Untuk dapat memecahkan permasalahan, tentunya seseorang harus memiliki kemampuan pemecahan masalah yang cukup. Menurut Sumarmo (dalam Atun, 2006:3), pentingnya pemilikan kemampuan pemecahan masalah matematik pada siswa adalah bahwa kemampuan pemecahan masalah merupakan tujuan pengajaran matematika, bahkan sebagai jantungnya matematika. Sedangkan dalam Kurikulum 2004 (Depdiknas, 2003), juga disebutkan bahwa tujuan pembelajaran matematika adalah untuk mengembangkan kemampuan pemecahan masalah. Soedjadi (dalam Atun, 2006:4) juga menyatakan bahwa, pemecahan masalah perlu mendapat perhatian dalam pendidikan matematika. Pada kenyataannya, masih banyak siswa yang mengalami kesulitan dalam memecahkan
masalah
matematika
yang
diajukan.
Siswa
sulit
untuk
mengidentifikasi konsep dan juga menerapkan konsep dalam menyelesaikan soal yang diajukan guru.
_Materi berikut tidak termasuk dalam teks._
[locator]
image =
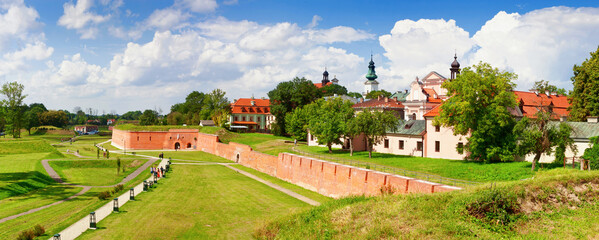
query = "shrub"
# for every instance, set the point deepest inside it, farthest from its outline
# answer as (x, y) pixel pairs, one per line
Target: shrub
(39, 230)
(26, 235)
(104, 195)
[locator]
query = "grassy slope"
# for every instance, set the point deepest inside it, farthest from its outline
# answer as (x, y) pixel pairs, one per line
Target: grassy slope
(214, 203)
(95, 172)
(458, 169)
(447, 215)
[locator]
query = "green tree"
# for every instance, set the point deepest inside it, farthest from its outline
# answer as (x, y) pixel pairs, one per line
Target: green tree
(54, 118)
(375, 126)
(478, 105)
(13, 91)
(330, 90)
(288, 96)
(327, 123)
(376, 94)
(584, 98)
(149, 117)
Berdasarkan observasi yang dilakukan peneliti pada kelas VIII MTs N Rantauprapat, ketika siswa diberi persoalan matematika sebagai berikut: Pak Rahmat mempunyai sebidang tanah yang berbentuk persegi panjang. Panjang diagonal bidang tanah tersebut adalah 39 meter dan lebarnya 15 meter. Jika tanah tersebut hendak dijual dengan harga Rp. 150.000 /m2, maka tentukan harga jual tanah pak Rahmat?”.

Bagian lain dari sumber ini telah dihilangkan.